Niki Stoker heeft er meerdere versleten
Op de één of andere manier kwam ik op mijn zestiende bij een ‘wat dacht je er zelf van’- psychiater terecht. Maar liefst twee keer per week keek hij me diep in de ogen. De stiltes die vielen maakten lawaai in mijn hoofd. Om ze te vullen slaakte ik de ene onzin na de andere uit. En hij zei: “hum, hum.” En elke keer weer, precies op tijd, al zat ik midden in een zin: “Maar voor vandaag gaan we stoppen”, alsof ook hij dolblij was dat het er weer op zat. Psychoanalyse, weet ik nu. Ik heb het geloof ik een jaar volgehouden. Daarna versleet ik de ene na de andere psychiater. Er bleek geen eer aan mij te behalen.
Zo kwam ik eens in een groepstherapie terecht. Bij voorbaat vreselijk want ik ben alles behalve een groepsmens. ‘Wie wil er vandaag werken?’ werd aan het begin van een sessie gevraagd. Mij niet gezien. Dus luisterde ik naar oeverloze verhalen over slaande vaders, afstandelijke moeders en foute buurmannen. Ik schrok me te pletter toen een man zijn agressie mocht uiten op een kussen. Nee, dit was het niet voor mij. Ik was geen centje minder ongelukkig geworden.
Toch belandde ik enige tijd later in weer een andere groepstherapie. Hier voelde ik me snel thuis. De andere groepsleden waren net zulke puinhoopjes als ik. Dat scheelde. Oergezellig was het daar en ik was voor een half jaar iedere ochtend van de straat. Heel belangrijk omdat ik me dood verveelde in die tijd.
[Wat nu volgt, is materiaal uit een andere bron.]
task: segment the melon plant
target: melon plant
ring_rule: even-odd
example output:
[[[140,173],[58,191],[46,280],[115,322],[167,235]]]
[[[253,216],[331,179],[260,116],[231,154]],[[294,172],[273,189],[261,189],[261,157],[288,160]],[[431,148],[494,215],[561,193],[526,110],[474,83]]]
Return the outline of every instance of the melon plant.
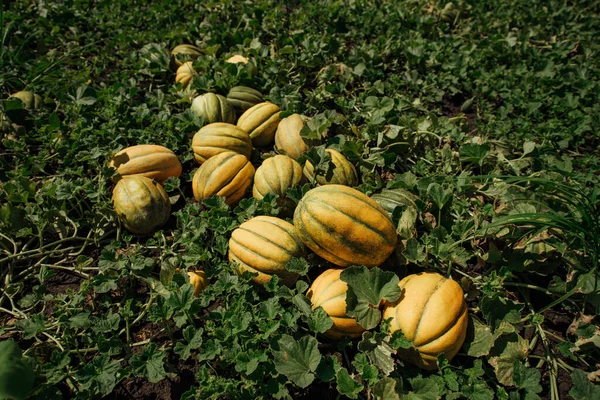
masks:
[[[227,151],[209,158],[198,168],[192,180],[197,201],[211,196],[225,197],[229,205],[236,205],[252,185],[254,166],[238,153]]]
[[[136,175],[162,183],[169,177],[179,178],[182,171],[181,162],[175,153],[154,144],[140,144],[119,151],[112,157],[109,167],[117,171],[114,181]]]
[[[258,274],[256,283],[264,284],[277,275],[286,285],[293,284],[298,274],[285,266],[292,257],[304,254],[304,245],[289,222],[270,216],[254,217],[231,234],[229,260],[236,263],[240,273]]]
[[[348,284],[340,279],[343,269],[328,269],[312,283],[306,297],[312,309],[322,307],[333,321],[333,326],[324,335],[332,339],[359,337],[365,328],[355,318],[346,315],[346,292]]]
[[[244,130],[233,124],[215,122],[196,132],[192,138],[192,150],[199,164],[226,151],[243,154],[250,159],[252,139]]]
[[[196,76],[197,73],[194,70],[193,63],[191,61],[185,62],[177,68],[177,72],[175,73],[175,82],[181,83],[183,87],[186,87]]]
[[[171,203],[165,189],[145,176],[125,176],[112,194],[115,211],[132,233],[151,234],[171,215]]]
[[[193,44],[180,44],[171,50],[172,61],[177,67],[180,67],[188,61],[194,61],[202,54],[203,51]]]
[[[9,96],[9,99],[19,99],[23,103],[23,107],[26,110],[37,110],[42,106],[42,96],[33,93],[29,90],[22,90],[20,92],[13,93]]]
[[[198,297],[200,293],[208,286],[208,277],[206,272],[202,270],[188,271],[187,272],[190,283],[194,286],[194,296]]]
[[[325,149],[331,156],[333,162],[333,174],[331,177],[315,174],[315,168],[310,161],[306,161],[304,164],[304,176],[313,184],[318,185],[346,185],[356,186],[358,185],[358,174],[354,165],[343,154],[334,149]]]
[[[423,272],[398,283],[402,296],[385,305],[390,333],[401,330],[414,348],[400,350],[403,359],[424,369],[437,369],[437,356],[452,360],[466,334],[468,311],[462,288],[438,273]]]
[[[264,102],[262,94],[248,86],[234,86],[227,93],[227,101],[235,108],[238,115],[247,109]]]
[[[262,199],[267,193],[279,196],[279,206],[284,214],[293,212],[295,203],[286,198],[287,190],[302,183],[302,166],[295,160],[283,156],[267,158],[254,175],[252,196]]]
[[[279,112],[277,105],[265,101],[246,110],[238,119],[237,126],[248,132],[253,146],[266,147],[273,143],[280,121]]]
[[[275,132],[275,149],[294,160],[309,149],[308,143],[300,136],[304,120],[299,114],[283,118]]]
[[[204,122],[212,124],[225,122],[234,124],[236,120],[233,106],[220,94],[205,93],[192,101],[192,111],[202,117]]]
[[[308,248],[340,267],[380,265],[398,240],[385,210],[343,185],[309,190],[296,207],[294,226]]]

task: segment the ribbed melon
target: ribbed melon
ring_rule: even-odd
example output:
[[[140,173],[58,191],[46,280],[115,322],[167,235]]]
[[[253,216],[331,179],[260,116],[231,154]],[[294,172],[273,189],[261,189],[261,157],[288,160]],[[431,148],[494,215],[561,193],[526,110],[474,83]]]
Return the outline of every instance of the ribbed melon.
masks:
[[[192,101],[192,111],[202,117],[206,124],[226,122],[234,124],[235,110],[227,99],[220,94],[205,93]]]
[[[460,285],[437,273],[409,275],[398,284],[399,300],[385,306],[383,319],[392,318],[390,333],[401,330],[416,351],[399,356],[417,366],[437,369],[437,356],[451,360],[467,333],[468,310]]]
[[[165,189],[144,176],[126,176],[117,182],[112,201],[125,228],[139,235],[153,233],[171,215]]]
[[[198,297],[200,293],[208,286],[206,272],[202,270],[188,271],[190,283],[194,286],[194,296]]]
[[[377,266],[397,242],[385,210],[367,195],[343,185],[308,191],[296,207],[294,225],[308,248],[341,267]]]
[[[191,61],[185,62],[177,68],[175,73],[175,82],[180,82],[184,87],[187,86],[194,76],[196,76],[196,70],[194,69]]]
[[[225,197],[236,205],[252,185],[254,166],[242,154],[227,151],[209,158],[198,168],[192,180],[194,197],[198,201],[211,196]]]
[[[352,163],[337,150],[325,149],[325,151],[331,156],[331,161],[334,165],[331,178],[327,179],[326,176],[315,175],[315,168],[308,160],[304,164],[304,176],[306,176],[310,182],[316,182],[319,185],[358,185],[358,174],[356,173],[354,165],[352,165]]]
[[[238,119],[237,126],[248,132],[255,147],[265,147],[273,143],[275,130],[279,125],[279,107],[265,101],[250,107]]]
[[[113,156],[109,166],[117,170],[115,182],[123,176],[139,175],[162,183],[169,177],[179,178],[182,170],[175,153],[154,144],[127,147]]]
[[[281,120],[275,132],[275,149],[286,156],[298,159],[309,149],[308,143],[300,136],[304,121],[299,114],[292,114]]]
[[[333,320],[333,326],[324,335],[332,339],[344,336],[359,337],[365,329],[356,319],[346,315],[346,292],[348,284],[340,279],[342,269],[328,269],[315,279],[306,293],[312,309],[323,307]]]
[[[252,106],[264,102],[262,94],[247,86],[234,86],[227,93],[227,101],[235,108],[238,115]]]
[[[245,131],[233,124],[215,122],[196,132],[192,139],[192,150],[199,164],[226,151],[233,151],[250,159],[252,140]]]
[[[263,284],[277,275],[286,285],[293,284],[298,274],[285,269],[292,257],[304,254],[304,245],[294,225],[283,219],[259,216],[243,224],[231,234],[229,260],[238,265],[240,273],[258,273],[254,281]]]
[[[254,175],[254,186],[252,196],[262,199],[267,193],[273,193],[279,196],[279,206],[287,212],[293,211],[295,203],[286,198],[288,189],[299,185],[304,176],[302,175],[302,166],[288,156],[276,155],[267,158]]]

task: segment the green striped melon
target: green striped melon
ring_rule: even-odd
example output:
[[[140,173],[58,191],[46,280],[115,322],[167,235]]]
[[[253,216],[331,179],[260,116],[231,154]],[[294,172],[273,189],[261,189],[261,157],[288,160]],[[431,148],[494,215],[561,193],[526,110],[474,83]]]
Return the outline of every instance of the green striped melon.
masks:
[[[220,94],[205,93],[192,101],[192,111],[204,118],[204,123],[226,122],[235,124],[236,116],[233,106]]]
[[[293,211],[295,203],[286,198],[288,189],[302,183],[302,166],[288,156],[276,155],[267,158],[254,175],[254,186],[252,196],[262,199],[267,193],[279,196],[279,206],[284,213]]]
[[[437,356],[452,360],[465,340],[469,317],[464,292],[456,281],[431,272],[408,275],[398,286],[402,296],[384,306],[383,319],[391,318],[390,333],[401,330],[415,346],[398,355],[435,370]]]
[[[298,274],[286,270],[285,265],[304,251],[294,225],[270,216],[244,222],[229,240],[229,260],[238,265],[240,273],[257,273],[253,279],[259,284],[269,282],[273,275],[286,285],[293,284]]]
[[[225,203],[236,205],[252,185],[254,166],[242,154],[228,151],[209,158],[198,168],[192,180],[194,198],[225,197]]]
[[[275,132],[275,149],[297,160],[309,149],[309,144],[300,136],[302,128],[304,128],[304,120],[299,114],[292,114],[282,119]]]
[[[233,124],[215,122],[196,132],[192,139],[192,150],[199,164],[226,151],[243,154],[250,159],[252,140],[245,131]]]
[[[343,269],[328,269],[314,280],[306,292],[312,309],[323,307],[333,321],[324,335],[331,339],[344,336],[357,338],[365,331],[355,318],[346,315],[346,292],[348,284],[340,279]]]
[[[237,126],[250,135],[252,145],[265,147],[273,143],[279,125],[279,107],[269,101],[250,107],[238,119]]]
[[[309,190],[296,207],[294,226],[308,248],[340,267],[380,265],[398,240],[385,210],[344,185]]]

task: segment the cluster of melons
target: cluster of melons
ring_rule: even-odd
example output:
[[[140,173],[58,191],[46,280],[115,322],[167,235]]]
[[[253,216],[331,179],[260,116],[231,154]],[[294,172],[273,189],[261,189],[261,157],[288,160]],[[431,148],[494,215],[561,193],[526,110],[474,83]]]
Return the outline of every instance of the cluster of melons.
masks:
[[[189,46],[179,50],[199,54]],[[186,77],[182,71],[191,72]],[[193,76],[192,63],[181,62],[177,82],[189,83]],[[240,273],[253,273],[259,284],[276,275],[292,285],[298,274],[286,265],[314,252],[336,267],[323,272],[307,293],[313,308],[323,307],[333,319],[326,335],[360,336],[364,328],[346,314],[348,287],[340,279],[341,271],[351,265],[381,265],[398,241],[390,211],[394,204],[414,205],[415,199],[388,194],[370,198],[352,188],[359,183],[356,169],[334,149],[326,149],[334,165],[328,179],[316,175],[310,162],[300,165],[297,159],[309,149],[300,135],[306,118],[293,114],[281,119],[279,107],[253,88],[236,86],[227,96],[203,94],[193,99],[191,109],[205,121],[191,143],[199,164],[192,179],[195,199],[221,196],[233,207],[250,192],[257,199],[273,193],[282,214],[293,215],[293,223],[271,216],[242,223],[229,240],[229,260]],[[273,148],[279,154],[255,168],[253,148]],[[125,227],[145,234],[164,224],[170,205],[161,182],[181,174],[176,155],[162,146],[133,146],[117,153],[111,165],[122,177],[113,201]],[[305,181],[315,187],[297,205],[286,199],[289,188]],[[400,329],[415,343],[416,348],[404,354],[407,360],[435,368],[437,355],[452,358],[464,341],[467,311],[462,290],[438,274],[408,276],[400,288],[397,302],[381,304],[384,319],[392,318],[391,332]]]

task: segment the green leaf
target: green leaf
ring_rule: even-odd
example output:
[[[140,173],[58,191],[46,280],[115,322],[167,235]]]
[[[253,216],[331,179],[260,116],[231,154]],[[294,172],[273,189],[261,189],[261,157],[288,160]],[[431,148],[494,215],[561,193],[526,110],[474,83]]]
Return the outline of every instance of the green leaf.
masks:
[[[317,339],[304,336],[295,340],[292,336],[283,335],[277,344],[278,349],[272,349],[277,372],[301,388],[310,385],[321,361]]]
[[[439,183],[432,183],[427,188],[427,195],[435,203],[437,208],[441,210],[452,198],[452,190],[444,189]]]
[[[513,381],[515,385],[524,389],[528,394],[537,394],[542,391],[540,385],[541,374],[535,368],[527,368],[520,361],[513,365]]]
[[[442,398],[442,388],[432,378],[410,379],[412,391],[402,399],[409,400],[437,400]]]
[[[393,272],[352,266],[340,277],[348,284],[346,314],[355,317],[365,329],[373,329],[381,321],[379,305],[383,299],[396,301],[400,298],[399,279]]]
[[[82,389],[106,396],[113,391],[122,375],[120,365],[119,361],[102,354],[77,371],[75,378]]]
[[[202,328],[196,329],[195,327],[188,325],[183,329],[182,333],[187,344],[178,341],[175,344],[173,351],[176,354],[179,354],[183,360],[187,360],[190,357],[192,350],[199,349],[202,346],[202,334],[204,331]]]
[[[323,307],[317,307],[314,309],[308,317],[308,329],[311,332],[323,333],[333,326],[333,320],[323,310]]]
[[[571,373],[573,387],[569,395],[574,400],[597,400],[600,399],[600,385],[594,385],[589,381],[587,374],[580,369]]]
[[[0,342],[0,398],[25,399],[35,380],[33,367],[13,340]]]
[[[521,322],[523,304],[515,303],[503,297],[484,297],[481,300],[481,312],[492,330],[498,329],[503,322],[518,324]]]
[[[351,399],[358,398],[358,394],[363,390],[363,385],[356,382],[348,374],[346,368],[340,368],[336,375],[337,390],[341,395],[348,396]]]
[[[396,392],[396,380],[390,377],[383,378],[373,386],[373,396],[381,400],[400,400]]]
[[[167,376],[163,361],[166,355],[164,351],[158,350],[155,343],[150,343],[142,354],[132,356],[129,363],[135,376],[146,378],[151,383],[157,383]]]
[[[392,355],[396,351],[390,345],[390,335],[381,332],[365,332],[363,339],[358,342],[358,350],[364,352],[369,357],[369,361],[385,376],[394,370]]]
[[[469,314],[469,326],[463,349],[471,357],[481,357],[490,354],[496,338],[489,326]]]
[[[515,361],[527,356],[527,341],[517,334],[505,335],[498,339],[488,359],[494,367],[496,378],[505,386],[513,386]]]

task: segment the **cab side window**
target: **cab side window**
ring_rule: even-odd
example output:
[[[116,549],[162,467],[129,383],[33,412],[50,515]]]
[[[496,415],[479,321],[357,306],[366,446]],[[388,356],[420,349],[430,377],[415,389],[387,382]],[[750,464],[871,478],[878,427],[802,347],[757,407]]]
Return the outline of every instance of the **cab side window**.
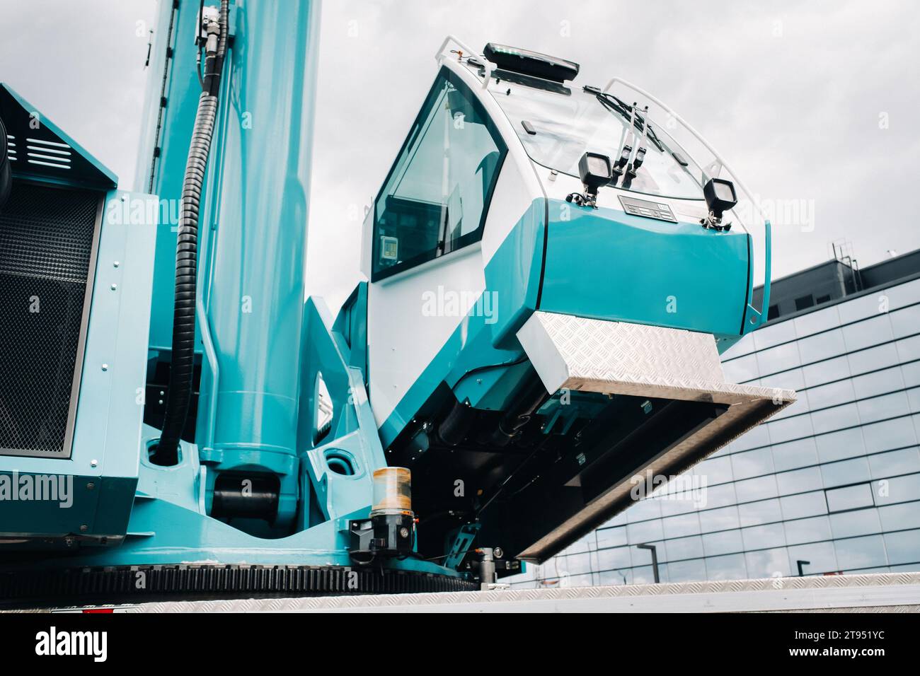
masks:
[[[482,104],[442,69],[374,202],[372,281],[481,239],[506,153]]]

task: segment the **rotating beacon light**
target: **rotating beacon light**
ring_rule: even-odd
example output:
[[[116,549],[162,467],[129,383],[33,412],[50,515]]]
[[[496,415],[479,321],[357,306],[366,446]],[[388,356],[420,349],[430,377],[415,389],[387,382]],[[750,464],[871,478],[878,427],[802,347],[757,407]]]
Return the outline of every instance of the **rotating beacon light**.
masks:
[[[406,556],[415,548],[412,475],[405,467],[374,470],[369,519],[349,522],[351,557],[367,563],[377,556]]]

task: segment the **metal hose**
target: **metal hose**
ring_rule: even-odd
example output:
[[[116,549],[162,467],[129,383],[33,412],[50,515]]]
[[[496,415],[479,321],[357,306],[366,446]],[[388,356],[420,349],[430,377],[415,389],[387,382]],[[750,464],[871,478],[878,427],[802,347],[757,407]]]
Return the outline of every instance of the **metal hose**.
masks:
[[[217,87],[226,51],[228,0],[221,2],[220,40],[216,55],[208,54],[205,90],[189,145],[182,181],[182,202],[176,242],[176,295],[173,311],[172,365],[163,431],[153,461],[161,465],[178,462],[178,443],[189,417],[195,364],[195,303],[198,274],[198,218],[204,173],[217,115]]]
[[[9,166],[9,153],[6,146],[6,128],[0,120],[0,209],[9,197],[10,186],[13,183],[13,172]]]

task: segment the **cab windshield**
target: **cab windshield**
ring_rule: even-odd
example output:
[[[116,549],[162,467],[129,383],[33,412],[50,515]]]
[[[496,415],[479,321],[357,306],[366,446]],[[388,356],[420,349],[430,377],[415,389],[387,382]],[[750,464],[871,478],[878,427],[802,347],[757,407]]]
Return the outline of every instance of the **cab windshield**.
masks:
[[[498,81],[493,78],[489,90],[537,164],[578,178],[578,163],[585,152],[600,153],[615,162],[624,143],[632,146],[635,158],[642,124],[634,123],[633,138],[628,133],[631,101],[627,104],[578,87],[543,89],[502,79],[500,72],[495,74]],[[702,170],[668,135],[667,120],[656,121],[651,120],[644,143],[645,160],[627,189],[702,200]],[[618,187],[623,189],[622,181]]]

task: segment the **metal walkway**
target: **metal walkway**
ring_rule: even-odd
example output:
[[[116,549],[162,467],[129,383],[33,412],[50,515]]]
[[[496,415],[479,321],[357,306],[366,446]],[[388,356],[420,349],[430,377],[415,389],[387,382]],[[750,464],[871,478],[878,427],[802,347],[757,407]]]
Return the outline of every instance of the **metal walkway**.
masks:
[[[98,608],[100,606],[94,606]],[[115,606],[129,613],[920,612],[920,572],[721,582],[496,589],[424,594],[237,599]],[[58,611],[77,608],[58,609]]]

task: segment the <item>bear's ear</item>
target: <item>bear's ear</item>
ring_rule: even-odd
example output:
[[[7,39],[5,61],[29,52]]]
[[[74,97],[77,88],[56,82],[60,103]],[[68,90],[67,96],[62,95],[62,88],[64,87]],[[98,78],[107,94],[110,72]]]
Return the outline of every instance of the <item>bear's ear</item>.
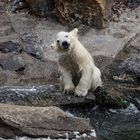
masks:
[[[77,37],[78,29],[77,28],[73,29],[71,33],[73,36]]]

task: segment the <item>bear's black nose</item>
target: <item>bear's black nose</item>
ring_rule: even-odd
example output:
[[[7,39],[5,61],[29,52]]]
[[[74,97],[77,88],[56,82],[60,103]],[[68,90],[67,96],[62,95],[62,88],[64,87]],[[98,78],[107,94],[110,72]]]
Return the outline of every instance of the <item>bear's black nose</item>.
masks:
[[[68,49],[70,44],[67,41],[63,41],[62,46],[63,46],[64,49]]]

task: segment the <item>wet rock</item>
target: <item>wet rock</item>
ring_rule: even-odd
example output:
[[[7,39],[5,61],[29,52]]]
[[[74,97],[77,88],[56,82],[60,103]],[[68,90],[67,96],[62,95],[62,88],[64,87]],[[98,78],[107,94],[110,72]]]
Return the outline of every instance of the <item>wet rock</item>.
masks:
[[[85,23],[89,26],[104,28],[111,15],[110,0],[87,1],[61,1],[55,0],[55,14],[64,25],[75,22]],[[85,8],[86,7],[86,8]]]
[[[21,10],[24,8],[27,8],[28,4],[26,3],[26,0],[14,0],[12,3],[12,11],[16,12],[17,10]]]
[[[52,15],[52,11],[54,9],[54,1],[53,0],[26,0],[31,11],[39,16],[49,16]]]
[[[38,48],[28,45],[25,47],[24,51],[37,59],[43,60],[43,52]]]
[[[140,78],[140,34],[131,38],[116,57],[114,79],[139,81]]]
[[[4,86],[0,88],[0,102],[29,106],[86,106],[95,104],[95,96],[62,94],[60,85]]]
[[[7,41],[0,43],[0,51],[2,53],[21,52],[22,49],[18,43],[15,43],[13,41]]]
[[[140,137],[140,112],[125,113],[125,110],[122,109],[111,113],[101,109],[96,111],[92,117],[92,121],[96,124],[97,135],[101,139],[131,140]]]
[[[126,75],[131,75],[132,77],[140,79],[140,55],[128,58],[124,62],[120,63],[116,69],[116,75],[121,75],[124,80],[125,78],[128,78]],[[129,80],[130,79],[131,78],[129,78]],[[134,81],[133,79],[131,80]]]
[[[43,60],[43,49],[37,46],[41,46],[42,41],[38,39],[38,36],[32,33],[24,33],[22,35],[22,41],[25,44],[24,52],[33,56],[36,59]],[[42,50],[41,50],[42,49]]]
[[[5,124],[34,137],[61,138],[66,133],[90,131],[89,119],[71,116],[57,107],[25,107],[0,104],[0,118]]]
[[[129,8],[137,8],[140,5],[140,0],[127,0],[127,6]]]
[[[1,68],[6,71],[23,71],[25,69],[25,64],[20,62],[18,58],[8,57],[7,59],[0,60]]]

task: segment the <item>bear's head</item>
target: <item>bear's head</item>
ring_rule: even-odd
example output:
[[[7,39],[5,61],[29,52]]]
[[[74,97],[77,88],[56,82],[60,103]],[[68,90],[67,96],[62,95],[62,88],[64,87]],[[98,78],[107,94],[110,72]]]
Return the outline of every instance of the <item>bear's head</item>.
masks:
[[[57,34],[56,41],[51,45],[53,49],[68,51],[73,48],[74,40],[77,39],[78,29],[75,28],[71,32],[61,31]]]

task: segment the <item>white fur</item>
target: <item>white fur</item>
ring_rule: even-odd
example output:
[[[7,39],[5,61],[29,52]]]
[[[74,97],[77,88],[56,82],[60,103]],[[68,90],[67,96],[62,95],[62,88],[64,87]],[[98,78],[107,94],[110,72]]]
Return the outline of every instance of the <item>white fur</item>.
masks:
[[[80,43],[77,37],[77,29],[71,32],[59,32],[57,40],[51,47],[58,53],[59,70],[64,84],[64,91],[75,91],[78,96],[86,96],[89,89],[95,90],[102,86],[101,72],[95,66],[90,53]],[[70,47],[64,50],[63,41],[70,43]],[[79,83],[73,83],[73,77],[82,72]]]

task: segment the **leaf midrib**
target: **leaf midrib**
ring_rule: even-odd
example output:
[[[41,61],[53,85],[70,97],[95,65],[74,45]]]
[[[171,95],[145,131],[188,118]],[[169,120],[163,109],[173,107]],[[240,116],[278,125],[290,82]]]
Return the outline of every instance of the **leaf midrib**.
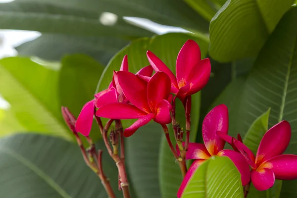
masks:
[[[280,115],[279,117],[279,120],[278,122],[281,122],[283,120],[283,116],[284,114],[284,110],[285,109],[285,105],[286,104],[286,97],[287,96],[287,93],[288,92],[288,86],[289,84],[289,80],[290,79],[290,75],[291,73],[291,68],[292,65],[292,62],[293,59],[293,56],[294,55],[294,51],[296,47],[296,42],[297,42],[297,37],[295,38],[295,41],[293,43],[293,46],[292,47],[292,53],[290,57],[290,61],[289,65],[288,66],[288,71],[287,72],[287,75],[286,75],[286,80],[285,81],[285,86],[284,88],[284,92],[283,93],[283,97],[282,98],[282,103],[280,107]]]
[[[27,89],[25,86],[24,86],[22,83],[20,83],[20,81],[18,80],[17,78],[16,78],[11,72],[7,70],[4,66],[0,64],[0,67],[1,67],[3,70],[6,71],[6,72],[10,75],[11,78],[12,78],[13,80],[18,84],[18,85],[20,87],[22,88],[24,90],[25,90],[31,97],[32,97],[37,101],[38,101],[39,102],[39,104],[41,105],[41,106],[42,106],[42,107],[46,111],[47,111],[49,114],[52,115],[53,120],[54,120],[57,123],[57,124],[58,124],[60,126],[60,127],[63,129],[63,131],[65,132],[64,134],[61,135],[60,136],[61,137],[65,138],[66,140],[68,141],[74,140],[74,138],[71,136],[69,133],[67,132],[67,129],[65,127],[64,124],[63,123],[62,123],[60,119],[57,119],[55,115],[51,112],[51,110],[50,110],[47,107],[46,105],[45,105],[38,97],[36,97],[35,96],[35,95],[33,94],[33,93],[28,89]]]
[[[50,186],[61,197],[63,198],[72,198],[62,189],[58,184],[57,184],[52,179],[51,179],[48,175],[46,174],[44,171],[40,169],[38,167],[34,165],[28,159],[22,156],[20,154],[18,154],[12,149],[9,149],[7,147],[0,146],[0,152],[8,154],[11,157],[19,161],[23,165],[27,167],[29,169],[33,171],[36,175],[39,176],[47,184]]]

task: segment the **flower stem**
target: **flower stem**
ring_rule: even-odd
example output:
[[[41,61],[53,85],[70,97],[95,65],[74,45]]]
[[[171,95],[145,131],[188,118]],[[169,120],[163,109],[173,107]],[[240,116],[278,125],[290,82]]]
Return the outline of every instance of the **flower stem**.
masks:
[[[249,192],[249,187],[250,187],[250,182],[249,182],[249,183],[247,185],[245,186],[244,189],[244,195],[245,198],[247,198],[248,197],[248,195]]]
[[[170,150],[171,150],[171,152],[173,154],[173,155],[176,159],[177,161],[179,163],[179,165],[180,168],[181,169],[181,171],[182,172],[182,174],[183,175],[183,177],[185,177],[186,175],[186,173],[187,173],[187,166],[186,166],[186,162],[185,160],[183,160],[181,157],[180,157],[177,154],[177,152],[173,146],[172,145],[172,143],[171,142],[171,140],[170,140],[170,137],[169,136],[169,133],[168,132],[168,128],[166,125],[161,125],[162,128],[163,128],[163,131],[164,131],[164,134],[165,134],[165,136],[166,137],[166,139],[167,140],[167,143],[169,146],[169,148]]]
[[[192,97],[189,96],[186,99],[186,105],[185,105],[186,115],[186,143],[185,143],[185,150],[188,151],[189,143],[190,143],[190,132],[191,131],[191,108],[192,105]]]
[[[111,157],[112,159],[113,159],[113,161],[115,162],[115,164],[118,168],[120,186],[122,191],[123,191],[124,198],[130,198],[130,195],[129,190],[129,182],[126,172],[126,168],[125,167],[125,145],[124,144],[124,137],[123,136],[123,127],[122,126],[122,123],[121,122],[120,120],[110,119],[107,121],[105,127],[103,128],[102,126],[102,122],[101,121],[100,118],[96,116],[95,116],[95,117],[96,118],[96,120],[97,121],[97,123],[99,125],[99,128],[100,129],[103,129],[103,130],[100,130],[100,132],[103,138],[103,141],[107,149],[108,154],[109,154],[110,157]],[[113,152],[107,138],[107,132],[108,131],[108,129],[114,121],[115,122],[116,131],[119,131],[120,132],[121,147],[120,157],[118,153]],[[100,126],[100,125],[101,125],[101,126]]]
We hadden de grootste lol tijdens de dagelijkse lunch. Maar om nou te zeggen dat ik daar veel heb geleerd over mijn ongelukkig zijn, nee. Toen ik na een half jaar klaar was met de therapie, kwam de keiharde werkelijkheid in flink tempo op me af. Daar zat ik dan weer te roken en koffie te drinken. Ik voelde me nog steeds datzelfde verdrietige meisje van zestien.
Maar, op mijn achtentwintigste kwam mijn ridder in nood. Mijn ‘speld in een hooiberg’- psychiater’. En móói dat ie was! ‘Zo een wil ik ook’, was één van mijn eerste gedachten. Tijdens de tweede sessie (hij wilde goddank met me in zee) vertelde hij de betekenis van mijn naam: Overwinning. Dat zou ik waar gaan maken, met hem, tijdens de vijftien jaar die volgde. Veel later vertelde hij me dat ik als hopeloos geval bij hem binnen kwam. Ten dode opgeschreven door de GGZ. Hij liet me steeds in mijn waarde en bleef altijd in me geloven.
Nooit belde hij af. Hij was er altijd voor mij en liet me niet in de steek. Dat bleek helend. Soms zat hij onbedaarlijk te gapen en één keer ben ik zachtjes weggeslopen omdat hij in slaap was gevallen.
Na vijftien jaar nam ik afscheid van hem, op mijn verzoek. Precies op het moment dat hij zich in een andere stad zou gaan vestigen. Het was klaar. Samen hadden we het geflikt. Zonder ooit de vraag: “Wat dacht je er zelf van?” te hoeven stellen.